General OpenMP discussion

Hello all parallel coders! I need your insights...

I have a big loop that I have parallelized and I need to see if the way I have the data is the optimal:

Code: Select all
integer, parameter :: num_elem=40, num_domains=10000
integer :: IPVT(num_elem,num_domains), info, i, counter, chunk
double precision ::  A(num_elem,num_elem,num_domains), Bx(num_elem,num_domains),By(num_elem,num_domains), &
Tx(num_elem,num_domains),Ty(num_elem,num_domains), TB(4,num_domains), Cx(num_elem), Cy(num_elem)
double precision :: f(num_elem,num_domains),x(num_elem,num_domains)
logical :: converged

call initialize(Cy,Cx,counter,chunk,x,f,converged)
do while(.not. converged)
!\$omp parallel do default(none) &
!\$omp private(i, info) &
!\$omp shared(num_domains,A,IPVT,Ty,Tx,Bx,By,Cy,Cx,TB)&
!\$omp reduction(+:counter) &
!\$omp schedule(dynamic,chunk)
do i=1,num_domains
call calculate_domain(A(:,:,i),IPVT(:,i),Ty(:,i),Tx(:,i),Bx(:,i),By(:,i),TB(:,i),x(:,i),f(:,i),Cy,Cx)
call solve_domain(A(:,:,i),IPVT(:,i),Ty(:,i),Tx(:,i),Bx(:,i),By(:,i),TB(:,i),x(:,i),f(:,i))
counter=counter+1
enddo

call check_convergence(x,f,converged)
enddo

-In this loop many domains are calculated by each thread.
-Inside calculate_domain(): A,IPVT,Ty,Tx,TB,f,Bx and By are intent(out) while Cy,Cx and x are intent(in).
-Inside solve_domain(): A,IPVT,Ty,Tx,TB,f,Bx and By are intent(in) while x is intent(inout).
-The schedule is dynamic because the work inside each subdomain is not the same.

I get some speedup but not the expected. This part of the code sums for 80% of the total program. I would expect a maximum theoretic speedup of 5x. I get 2.5-3x (I vary the number of threads from 2 to 48, on a 48-core machine. The max speedup is at 20-22 cores).

Thoughts I have:
1) Use thread private data.
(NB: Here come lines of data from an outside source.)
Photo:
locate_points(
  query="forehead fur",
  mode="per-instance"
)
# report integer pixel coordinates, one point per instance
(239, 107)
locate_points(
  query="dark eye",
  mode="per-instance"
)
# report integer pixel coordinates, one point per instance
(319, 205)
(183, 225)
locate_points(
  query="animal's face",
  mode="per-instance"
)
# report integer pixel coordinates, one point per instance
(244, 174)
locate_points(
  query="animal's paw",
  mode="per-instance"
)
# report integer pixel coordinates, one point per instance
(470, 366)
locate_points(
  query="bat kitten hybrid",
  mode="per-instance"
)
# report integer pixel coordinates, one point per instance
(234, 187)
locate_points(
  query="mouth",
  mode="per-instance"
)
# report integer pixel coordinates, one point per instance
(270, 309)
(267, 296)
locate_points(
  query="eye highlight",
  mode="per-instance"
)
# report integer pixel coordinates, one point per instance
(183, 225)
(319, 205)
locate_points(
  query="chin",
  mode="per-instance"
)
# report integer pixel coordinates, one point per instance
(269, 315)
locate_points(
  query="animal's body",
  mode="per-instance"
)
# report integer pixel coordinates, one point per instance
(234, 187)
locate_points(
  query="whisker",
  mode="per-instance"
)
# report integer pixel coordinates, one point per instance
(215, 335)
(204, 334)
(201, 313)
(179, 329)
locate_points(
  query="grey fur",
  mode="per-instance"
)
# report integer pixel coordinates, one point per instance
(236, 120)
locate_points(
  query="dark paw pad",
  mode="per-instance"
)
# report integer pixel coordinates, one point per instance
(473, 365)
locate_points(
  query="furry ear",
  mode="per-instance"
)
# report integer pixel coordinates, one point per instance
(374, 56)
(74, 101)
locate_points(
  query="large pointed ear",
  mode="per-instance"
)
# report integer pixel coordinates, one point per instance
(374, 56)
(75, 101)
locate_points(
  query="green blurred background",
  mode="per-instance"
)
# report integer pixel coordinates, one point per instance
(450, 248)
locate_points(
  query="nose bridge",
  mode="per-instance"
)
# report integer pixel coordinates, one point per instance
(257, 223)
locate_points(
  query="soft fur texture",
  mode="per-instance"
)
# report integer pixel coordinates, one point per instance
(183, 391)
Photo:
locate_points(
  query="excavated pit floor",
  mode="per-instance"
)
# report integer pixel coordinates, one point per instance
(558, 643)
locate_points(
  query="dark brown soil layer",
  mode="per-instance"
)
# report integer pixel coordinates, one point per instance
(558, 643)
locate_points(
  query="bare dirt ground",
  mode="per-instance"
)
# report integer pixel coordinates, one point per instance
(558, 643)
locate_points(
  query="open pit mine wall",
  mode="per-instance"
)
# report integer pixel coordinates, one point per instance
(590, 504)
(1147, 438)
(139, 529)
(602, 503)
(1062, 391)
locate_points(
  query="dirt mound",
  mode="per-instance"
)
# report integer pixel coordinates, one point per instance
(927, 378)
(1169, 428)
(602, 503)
This will mean multiplying the memory used by the num_threads.
2) Use allocatable arrays to be sure each domain is sized as needed and not at the size of the biggest domain.
3) Use static schedule by manually dividing the domains
4) Put the data of each domain in a type structure and then have an array of structures. That is:
Code: Select all
type domain_data
double precission :: A(num_elem,num_elem), Bx(num_elem)
...
end type domain_data
type(domain_data), dimension(num_domains) :: all_domains_data

5) Any combination of the above.

Can you give me your thoughts? Someone more experienced maybe?

Petros
p3tris

Posts: 9
Joined: Fri May 06, 2011 5:57 pm

### Re: Sharing memory among threads

p3tris wrote:-Inside calculate_domain(): A,IPVT,Ty,Tx,TB,f,Bx and By are intent(out) while Cy,Cx and x are intent(in).
-Inside solve_domain(): A,IPVT,Ty,Tx,TB,f,Bx and By are intent(in) while x is intent(inout).

Are A,IPVT,Ty,Tx,TB,f,Bx and By required after the parallel loop? If not, you could make them private, and remove their num_domains dimension, which would reduce your memory requirements.

You may be suffering from some NUMA effects on a large system: if all your data is initialised on the master thread, if might all be allocated on the same node.
Making data private will help, but you may want to consider parallelising the initialisation of any shared arrays as well to try and avoid this.
MarkB

Posts: 670
Joined: Thu Jan 08, 2009 10:12 am
Location: EPCC, University of Edinburgh

### Re: Sharing memory among threads

MarkB wrote:
p3tris wrote:-Inside calculate_domain(): A,IPVT,Ty,Tx,TB,f,Bx and By are intent(out) while Cy,Cx and x are intent(in).
-Inside solve_domain(): A,IPVT,Ty,Tx,TB,f,Bx and By are intent(in) while x is intent(inout).

Are A,IPVT,Ty,Tx,TB,f,Bx and By required after the parallel loop? If not, you could make them private, and remove their num_domains dimension, which would reduce your memory requirements.

You may be suffering from some NUMA effects on a large system: if all your data is initialised on the master thread, if might all be allocated on the same node.
Making data private will help, but you may want to consider parallelising the initialisation of any shared arrays as well to try and avoid this.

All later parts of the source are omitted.